Pulmonary tuberculosis is a common infectious disease. Although curable with standard anti-pulmonary tuberculosis drugs, it has been reported that an individuals recovery could be improved by adding corticosteroids to their treatment. Current clinical guidelines advise the use of corticosteroids for treatment of other types of tuberculosis; tuberculosis meningitis and tuberculosis pericarditis. Whether corticosteroids would be beneficial in the treatment of pulmonary tuberculosis remains unclear. After reviewing the evidence available to date we found that there was not enough high quality data to support or reject corticosteroid use alongside anti-pulmonary tuberculosis drugs.
It is unlikely that adjunctive corticosteroid treatment provides major benefits for people with pulmonary tuberculosis. Short term clinical benefits found did not appear to be maintained in the long term. However, evidence available to date is of low quality. In order to evaluate whether adjunctive corticosteroids reduce mortality, or accelerate clinical or microbiological recovery in people with pulmonary tuberculosis further large randomized control trials sufficiently powered to detect changes in such outcomes are needed.
Tuberculosis causes approximately 8.6 million disease episodes and 1.3 million deaths worldwide per year. Although curable with standardized treatment, outcomes for some forms of tuberculosis are improved with adjunctive corticosteroid therapy. Whether corticosteroid therapy would be beneficial in treating people with pulmonary tuberculosis is unclear.
To evaluate whether adjunctive corticosteroid therapy reduces mortality, accelerates clinical recovery or accelerates microbiological recovery in people with pulmonary tuberculosis.
We identified studies indexed from 1966 up to May 2014 by searching: Cochrane Infectious Diseases Group's trials register, Cochrane Central Register of Controlled Trials, MEDLINE, EMBASE and LILACS using comparative search terms. We handsearched reference lists of all identified studies and previous reviews and contacted relevant researchers, organizations and companies to identify grey literature.
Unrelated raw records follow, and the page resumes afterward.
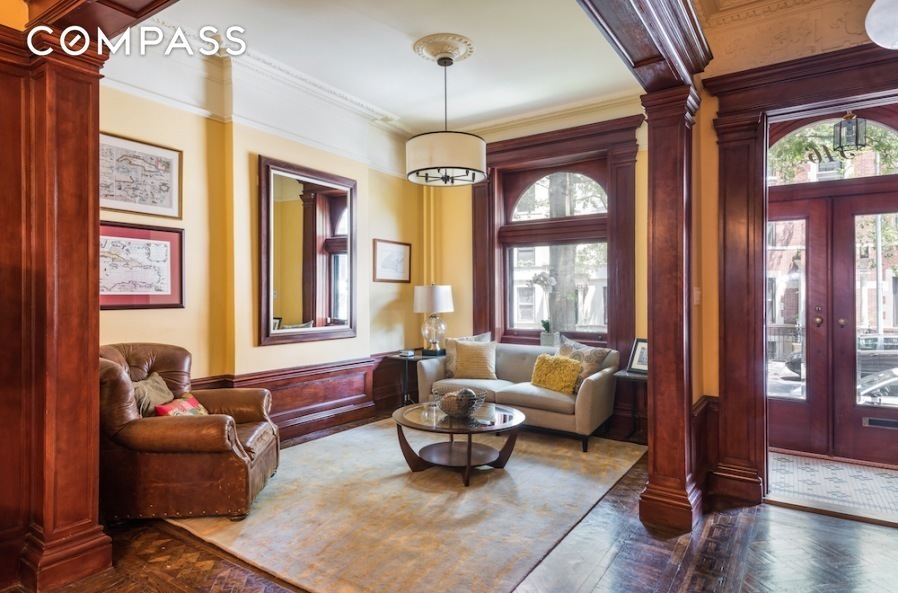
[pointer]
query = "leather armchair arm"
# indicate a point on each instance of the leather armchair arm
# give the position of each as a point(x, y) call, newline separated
point(243, 405)
point(429, 370)
point(180, 434)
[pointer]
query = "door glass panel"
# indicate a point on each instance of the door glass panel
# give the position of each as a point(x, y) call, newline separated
point(876, 306)
point(786, 308)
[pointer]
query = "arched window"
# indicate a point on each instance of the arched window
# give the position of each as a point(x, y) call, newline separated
point(806, 155)
point(561, 194)
point(557, 271)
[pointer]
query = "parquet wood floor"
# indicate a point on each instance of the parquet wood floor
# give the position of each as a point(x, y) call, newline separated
point(761, 549)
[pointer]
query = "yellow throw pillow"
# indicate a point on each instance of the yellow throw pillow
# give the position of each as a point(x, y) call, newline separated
point(558, 373)
point(475, 360)
point(451, 353)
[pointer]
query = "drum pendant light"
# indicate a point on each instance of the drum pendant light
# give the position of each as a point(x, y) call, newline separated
point(445, 158)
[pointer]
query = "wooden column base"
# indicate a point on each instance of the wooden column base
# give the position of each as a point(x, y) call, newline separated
point(46, 565)
point(671, 508)
point(737, 484)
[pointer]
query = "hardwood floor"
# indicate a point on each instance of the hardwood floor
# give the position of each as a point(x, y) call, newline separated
point(761, 549)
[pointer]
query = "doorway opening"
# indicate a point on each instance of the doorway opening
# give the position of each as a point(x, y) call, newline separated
point(831, 297)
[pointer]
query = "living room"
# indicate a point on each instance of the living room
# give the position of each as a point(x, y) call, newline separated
point(220, 113)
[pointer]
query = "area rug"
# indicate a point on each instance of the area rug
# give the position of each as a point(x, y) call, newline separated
point(345, 514)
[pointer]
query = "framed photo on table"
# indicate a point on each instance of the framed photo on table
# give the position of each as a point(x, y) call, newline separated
point(639, 357)
point(139, 177)
point(141, 267)
point(392, 261)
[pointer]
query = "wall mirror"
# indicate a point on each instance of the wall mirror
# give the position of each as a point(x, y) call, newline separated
point(307, 253)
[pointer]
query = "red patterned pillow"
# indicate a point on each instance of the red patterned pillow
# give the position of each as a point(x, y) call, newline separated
point(186, 405)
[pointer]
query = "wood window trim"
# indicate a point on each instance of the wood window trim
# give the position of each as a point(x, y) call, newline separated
point(610, 145)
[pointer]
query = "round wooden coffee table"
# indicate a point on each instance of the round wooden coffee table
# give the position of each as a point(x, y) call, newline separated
point(429, 418)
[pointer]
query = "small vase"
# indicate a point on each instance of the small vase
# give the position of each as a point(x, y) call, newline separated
point(549, 338)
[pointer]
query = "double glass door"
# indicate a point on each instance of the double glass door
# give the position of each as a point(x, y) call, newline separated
point(832, 320)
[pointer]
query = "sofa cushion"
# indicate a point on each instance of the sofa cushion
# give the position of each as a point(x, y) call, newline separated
point(151, 392)
point(558, 373)
point(451, 350)
point(490, 386)
point(591, 359)
point(254, 436)
point(476, 360)
point(528, 395)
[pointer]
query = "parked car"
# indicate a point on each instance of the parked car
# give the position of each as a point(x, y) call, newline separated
point(875, 353)
point(879, 388)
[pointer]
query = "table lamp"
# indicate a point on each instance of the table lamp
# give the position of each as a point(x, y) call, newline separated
point(433, 299)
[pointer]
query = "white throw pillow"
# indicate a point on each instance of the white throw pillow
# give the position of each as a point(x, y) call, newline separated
point(452, 351)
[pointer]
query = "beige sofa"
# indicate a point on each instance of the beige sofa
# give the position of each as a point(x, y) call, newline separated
point(581, 413)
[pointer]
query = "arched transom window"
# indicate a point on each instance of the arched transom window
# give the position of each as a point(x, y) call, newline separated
point(806, 155)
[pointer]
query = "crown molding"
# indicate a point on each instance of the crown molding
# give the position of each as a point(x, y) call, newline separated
point(595, 110)
point(751, 12)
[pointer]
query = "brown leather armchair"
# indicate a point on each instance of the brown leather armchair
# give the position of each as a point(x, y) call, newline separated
point(179, 466)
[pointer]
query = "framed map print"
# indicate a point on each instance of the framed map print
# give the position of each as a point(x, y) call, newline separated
point(138, 177)
point(392, 261)
point(141, 267)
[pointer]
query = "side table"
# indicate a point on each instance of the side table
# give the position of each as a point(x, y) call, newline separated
point(640, 381)
point(407, 360)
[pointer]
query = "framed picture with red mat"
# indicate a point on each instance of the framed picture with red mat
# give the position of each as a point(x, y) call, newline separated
point(141, 266)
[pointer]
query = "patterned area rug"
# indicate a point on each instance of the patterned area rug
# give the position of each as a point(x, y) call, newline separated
point(345, 514)
point(836, 484)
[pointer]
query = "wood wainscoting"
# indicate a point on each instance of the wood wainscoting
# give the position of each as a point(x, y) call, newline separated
point(309, 398)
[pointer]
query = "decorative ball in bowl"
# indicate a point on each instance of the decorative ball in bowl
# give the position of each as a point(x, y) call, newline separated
point(460, 402)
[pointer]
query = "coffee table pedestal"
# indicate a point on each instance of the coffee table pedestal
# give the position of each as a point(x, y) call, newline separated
point(457, 453)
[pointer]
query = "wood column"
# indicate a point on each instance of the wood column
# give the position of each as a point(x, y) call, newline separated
point(671, 497)
point(51, 224)
point(742, 446)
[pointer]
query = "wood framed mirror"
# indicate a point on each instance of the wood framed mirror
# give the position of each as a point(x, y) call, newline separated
point(307, 267)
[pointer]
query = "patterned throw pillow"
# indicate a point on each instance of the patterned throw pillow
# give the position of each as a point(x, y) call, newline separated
point(558, 373)
point(451, 350)
point(186, 405)
point(476, 360)
point(590, 358)
point(151, 392)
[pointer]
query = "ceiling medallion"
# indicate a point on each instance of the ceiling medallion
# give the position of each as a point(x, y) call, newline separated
point(445, 158)
point(433, 47)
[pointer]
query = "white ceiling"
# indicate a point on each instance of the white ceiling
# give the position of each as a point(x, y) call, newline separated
point(530, 56)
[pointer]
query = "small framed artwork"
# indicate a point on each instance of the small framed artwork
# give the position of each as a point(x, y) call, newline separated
point(139, 177)
point(392, 261)
point(639, 357)
point(141, 267)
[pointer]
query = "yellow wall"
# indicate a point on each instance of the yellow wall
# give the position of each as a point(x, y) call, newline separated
point(220, 218)
point(448, 223)
point(198, 326)
point(642, 243)
point(395, 215)
point(14, 14)
point(287, 255)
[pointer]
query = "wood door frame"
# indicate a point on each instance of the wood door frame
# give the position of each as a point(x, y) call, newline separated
point(814, 412)
point(748, 101)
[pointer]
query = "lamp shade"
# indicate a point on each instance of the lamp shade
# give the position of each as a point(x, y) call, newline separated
point(445, 158)
point(433, 299)
point(882, 23)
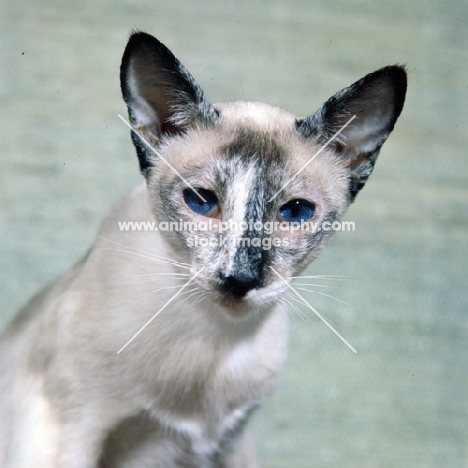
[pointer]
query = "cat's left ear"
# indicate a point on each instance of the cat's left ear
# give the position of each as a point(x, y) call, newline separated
point(161, 95)
point(376, 102)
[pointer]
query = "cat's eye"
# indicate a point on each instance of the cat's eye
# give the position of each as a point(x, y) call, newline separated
point(209, 207)
point(297, 211)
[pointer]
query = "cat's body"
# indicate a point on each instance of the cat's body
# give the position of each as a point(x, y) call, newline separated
point(181, 392)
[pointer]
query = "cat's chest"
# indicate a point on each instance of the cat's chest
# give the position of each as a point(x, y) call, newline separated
point(210, 392)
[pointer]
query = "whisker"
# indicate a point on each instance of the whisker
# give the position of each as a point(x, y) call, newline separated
point(166, 288)
point(296, 310)
point(318, 285)
point(147, 255)
point(326, 277)
point(326, 295)
point(155, 275)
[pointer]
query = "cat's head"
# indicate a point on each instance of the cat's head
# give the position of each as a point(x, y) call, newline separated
point(258, 184)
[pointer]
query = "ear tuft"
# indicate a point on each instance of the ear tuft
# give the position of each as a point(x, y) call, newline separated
point(376, 101)
point(161, 95)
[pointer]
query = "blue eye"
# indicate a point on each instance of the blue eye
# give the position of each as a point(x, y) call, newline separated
point(196, 204)
point(297, 211)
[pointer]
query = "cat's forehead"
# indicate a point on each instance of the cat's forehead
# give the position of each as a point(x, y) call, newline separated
point(255, 116)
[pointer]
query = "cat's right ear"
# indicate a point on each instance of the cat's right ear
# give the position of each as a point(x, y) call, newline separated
point(161, 96)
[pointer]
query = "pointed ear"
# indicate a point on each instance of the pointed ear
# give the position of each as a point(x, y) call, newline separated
point(376, 100)
point(161, 96)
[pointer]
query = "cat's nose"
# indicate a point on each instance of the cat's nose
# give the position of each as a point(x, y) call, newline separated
point(240, 285)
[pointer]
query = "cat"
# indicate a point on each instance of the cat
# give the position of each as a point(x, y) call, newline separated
point(158, 346)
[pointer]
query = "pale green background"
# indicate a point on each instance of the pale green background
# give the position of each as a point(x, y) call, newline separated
point(66, 158)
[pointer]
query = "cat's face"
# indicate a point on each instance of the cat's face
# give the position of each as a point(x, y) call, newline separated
point(248, 187)
point(238, 165)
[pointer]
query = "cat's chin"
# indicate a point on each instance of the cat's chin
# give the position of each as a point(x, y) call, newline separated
point(242, 309)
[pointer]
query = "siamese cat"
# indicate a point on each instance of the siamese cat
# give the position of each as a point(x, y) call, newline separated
point(88, 378)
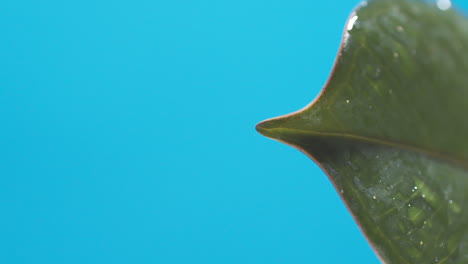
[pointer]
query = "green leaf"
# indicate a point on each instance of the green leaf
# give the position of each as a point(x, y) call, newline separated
point(390, 129)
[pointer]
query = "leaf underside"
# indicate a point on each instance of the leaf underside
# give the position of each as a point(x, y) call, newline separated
point(390, 129)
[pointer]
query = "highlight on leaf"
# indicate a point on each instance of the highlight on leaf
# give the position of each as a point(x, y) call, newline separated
point(389, 129)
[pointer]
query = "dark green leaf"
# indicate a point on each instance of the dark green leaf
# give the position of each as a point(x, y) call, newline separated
point(390, 129)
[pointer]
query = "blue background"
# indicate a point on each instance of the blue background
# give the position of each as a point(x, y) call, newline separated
point(127, 133)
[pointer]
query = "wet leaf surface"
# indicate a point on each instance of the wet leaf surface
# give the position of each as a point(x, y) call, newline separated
point(390, 129)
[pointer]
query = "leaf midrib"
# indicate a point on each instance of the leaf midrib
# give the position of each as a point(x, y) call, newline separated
point(460, 162)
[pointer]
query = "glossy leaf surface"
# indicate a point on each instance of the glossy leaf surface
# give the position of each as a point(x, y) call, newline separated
point(390, 129)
Randomized controlled trials and quasi-randomized control trials of recognized antimicrobial combination regimens and corticosteroid therapy of any dose or duration compared with either no corticosteroid therapy or placebo in people with pulmonary tuberculosis were included.
At least two investigators independently assessed trial quality and collected data using pre-specified data extraction forms. Findings were reported as narrative or within tables. If appropriate, Mantel-Haenszel meta-analyses models were used to calculate risk ratios.
We identified 18 trials, including 3816 participants, that met inclusion criteria. When compared to taking placebo or no steroid, corticosteroid use was not shown to to reduce all-cause mortality, or result in higher sputum conversion at 2 months or at 6 months (mortality: RR 0.77, 95%CI 0.51 to 1.15, 3815 participants, 18 studies, low quality evidence; sputum conversion at 2 months RR 1.03, 95%CI 0.97 to 1.09, 2750 participants, 12 studies; at 6 months; RR1.01, 95%CI 1.01, 95%CI 0.98 to 1.04, 2150 participants, 9 studies, both low quality evidence). However, corticosteroid use was found to increase weight gain (data not pooled, eight trials, 1203 participants, low quality evidence), decrease length of hospital stay (data not pooled, three trials, participants 379, very low quality of evidence) and increase clinical improvement within one month (RR 1.16, 95% CI 1.09 to 1.24; five trials, 497 participants, low quality evidence).